Saturday, July 6, 2013

On the Verge of Peace



America seems always to be walking nervously, on shaky legs, along the ledge of war. Wherever we turn as a nation there are, at any given time, the possibilities of war.
by Charlie Leck

What say you about Egypt? Syria? Shall we involve our troops? [Troop is such an impersonal noun isn’t it? It is a man – that troop – or perhaps just a boy or a young woman.]

There seems always the temptation to get involved. Some presidents – perhaps most of them – have been unable to avoid the entanglements of war. When I look at my life time alone, no president has been free of its draw; not Franklin Roosevelt, Harry Truman, Dwight Eisenhower, John Kennedy, Lyndon Johnson, Richard Nixon, Gerald Ford, Jimmy Carter, Ronald Reagan, George H. W. Bush, Bill Clinton, George W. Bush or Barack Obama.

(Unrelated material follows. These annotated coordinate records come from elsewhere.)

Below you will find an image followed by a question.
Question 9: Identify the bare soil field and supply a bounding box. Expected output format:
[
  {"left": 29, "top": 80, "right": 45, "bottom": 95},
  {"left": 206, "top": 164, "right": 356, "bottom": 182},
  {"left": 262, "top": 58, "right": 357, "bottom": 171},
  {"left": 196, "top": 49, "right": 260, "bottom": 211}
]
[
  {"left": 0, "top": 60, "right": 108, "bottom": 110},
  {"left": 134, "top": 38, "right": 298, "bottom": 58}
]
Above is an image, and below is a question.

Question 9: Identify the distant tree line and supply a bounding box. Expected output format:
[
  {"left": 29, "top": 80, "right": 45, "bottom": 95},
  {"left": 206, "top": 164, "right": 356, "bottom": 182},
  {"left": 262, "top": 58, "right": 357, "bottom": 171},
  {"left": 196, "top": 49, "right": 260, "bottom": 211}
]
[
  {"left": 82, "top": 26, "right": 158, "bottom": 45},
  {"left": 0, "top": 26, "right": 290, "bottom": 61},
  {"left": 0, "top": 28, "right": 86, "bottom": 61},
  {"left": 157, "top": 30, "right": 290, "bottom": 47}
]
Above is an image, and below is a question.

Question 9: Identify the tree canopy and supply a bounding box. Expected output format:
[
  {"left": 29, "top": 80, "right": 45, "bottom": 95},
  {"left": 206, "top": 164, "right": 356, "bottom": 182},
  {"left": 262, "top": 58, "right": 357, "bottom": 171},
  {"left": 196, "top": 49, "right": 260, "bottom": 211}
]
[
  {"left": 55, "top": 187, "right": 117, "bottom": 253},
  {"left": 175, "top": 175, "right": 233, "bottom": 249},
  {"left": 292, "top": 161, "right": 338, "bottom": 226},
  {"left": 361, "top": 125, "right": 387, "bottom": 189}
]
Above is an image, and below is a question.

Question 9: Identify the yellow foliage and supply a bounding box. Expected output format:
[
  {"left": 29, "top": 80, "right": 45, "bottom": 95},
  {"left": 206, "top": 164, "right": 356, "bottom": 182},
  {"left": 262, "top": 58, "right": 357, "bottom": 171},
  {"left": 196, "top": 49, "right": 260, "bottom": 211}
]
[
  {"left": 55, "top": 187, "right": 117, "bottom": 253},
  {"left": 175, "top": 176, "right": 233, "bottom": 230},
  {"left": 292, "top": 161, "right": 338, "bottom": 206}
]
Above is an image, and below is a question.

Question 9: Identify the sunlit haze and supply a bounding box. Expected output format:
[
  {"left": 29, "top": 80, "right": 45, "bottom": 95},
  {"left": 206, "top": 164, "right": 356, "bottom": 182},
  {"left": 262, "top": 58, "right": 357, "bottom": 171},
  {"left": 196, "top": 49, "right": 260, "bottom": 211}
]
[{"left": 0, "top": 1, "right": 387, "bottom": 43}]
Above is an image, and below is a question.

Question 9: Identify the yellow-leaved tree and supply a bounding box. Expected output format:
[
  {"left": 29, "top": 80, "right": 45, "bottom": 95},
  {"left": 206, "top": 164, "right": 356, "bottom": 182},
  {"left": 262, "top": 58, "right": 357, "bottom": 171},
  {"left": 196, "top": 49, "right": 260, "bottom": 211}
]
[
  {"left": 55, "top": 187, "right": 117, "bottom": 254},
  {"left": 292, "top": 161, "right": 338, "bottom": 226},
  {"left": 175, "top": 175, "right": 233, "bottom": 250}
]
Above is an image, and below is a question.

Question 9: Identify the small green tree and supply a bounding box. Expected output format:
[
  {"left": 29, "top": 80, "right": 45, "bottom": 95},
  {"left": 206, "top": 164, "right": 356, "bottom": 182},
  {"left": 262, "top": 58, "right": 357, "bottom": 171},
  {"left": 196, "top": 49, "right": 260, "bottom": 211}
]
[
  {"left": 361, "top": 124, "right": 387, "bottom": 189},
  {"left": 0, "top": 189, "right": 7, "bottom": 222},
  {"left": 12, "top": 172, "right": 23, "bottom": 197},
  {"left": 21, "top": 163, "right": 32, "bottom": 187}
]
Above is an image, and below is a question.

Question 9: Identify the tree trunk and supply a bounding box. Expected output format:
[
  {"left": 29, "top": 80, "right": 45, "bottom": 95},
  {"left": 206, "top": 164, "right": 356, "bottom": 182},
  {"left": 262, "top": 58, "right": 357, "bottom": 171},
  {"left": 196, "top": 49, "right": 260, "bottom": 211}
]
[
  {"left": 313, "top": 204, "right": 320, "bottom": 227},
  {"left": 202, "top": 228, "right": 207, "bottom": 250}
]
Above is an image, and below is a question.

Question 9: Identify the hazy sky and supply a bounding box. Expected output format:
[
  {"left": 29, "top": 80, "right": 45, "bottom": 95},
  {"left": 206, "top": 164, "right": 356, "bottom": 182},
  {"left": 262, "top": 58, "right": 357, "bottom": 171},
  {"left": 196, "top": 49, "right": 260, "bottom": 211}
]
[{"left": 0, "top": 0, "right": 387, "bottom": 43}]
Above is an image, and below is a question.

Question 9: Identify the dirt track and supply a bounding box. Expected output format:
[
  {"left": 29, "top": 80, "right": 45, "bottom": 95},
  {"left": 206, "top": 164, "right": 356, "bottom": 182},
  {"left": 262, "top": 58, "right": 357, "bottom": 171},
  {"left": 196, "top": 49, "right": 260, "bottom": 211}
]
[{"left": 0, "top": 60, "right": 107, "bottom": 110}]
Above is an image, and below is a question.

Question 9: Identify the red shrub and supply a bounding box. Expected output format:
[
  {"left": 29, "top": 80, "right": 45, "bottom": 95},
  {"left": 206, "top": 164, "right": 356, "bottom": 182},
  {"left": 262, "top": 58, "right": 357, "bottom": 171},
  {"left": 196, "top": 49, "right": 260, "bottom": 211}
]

Does that not seem remarkable to you? Incredible, perhaps? Throughout my life-time the nation has been almost constantly at war (even when we tried calling them other things, like police actions). There have only been some short periods of lull when it seemed our nation was not engaged in war. And even in those years there was the constant, tense and formidable threat of war.

The fool says...
...the United Nations has certainly done no good in the matter. The wise man counters that it would have been immensely worse – these last hundred years – without the U.N. to broker peace.

Let the United Nations make decisions about Syria and Egypt! We should not be unilaterally deciding to send weapons and/or troops into any of these engagements or places of disruption. These are not decisions for Senator John McCain to make – nor for President Obama, for that matter. Let the nations of the world decide what is right and just amongst nations and within nations.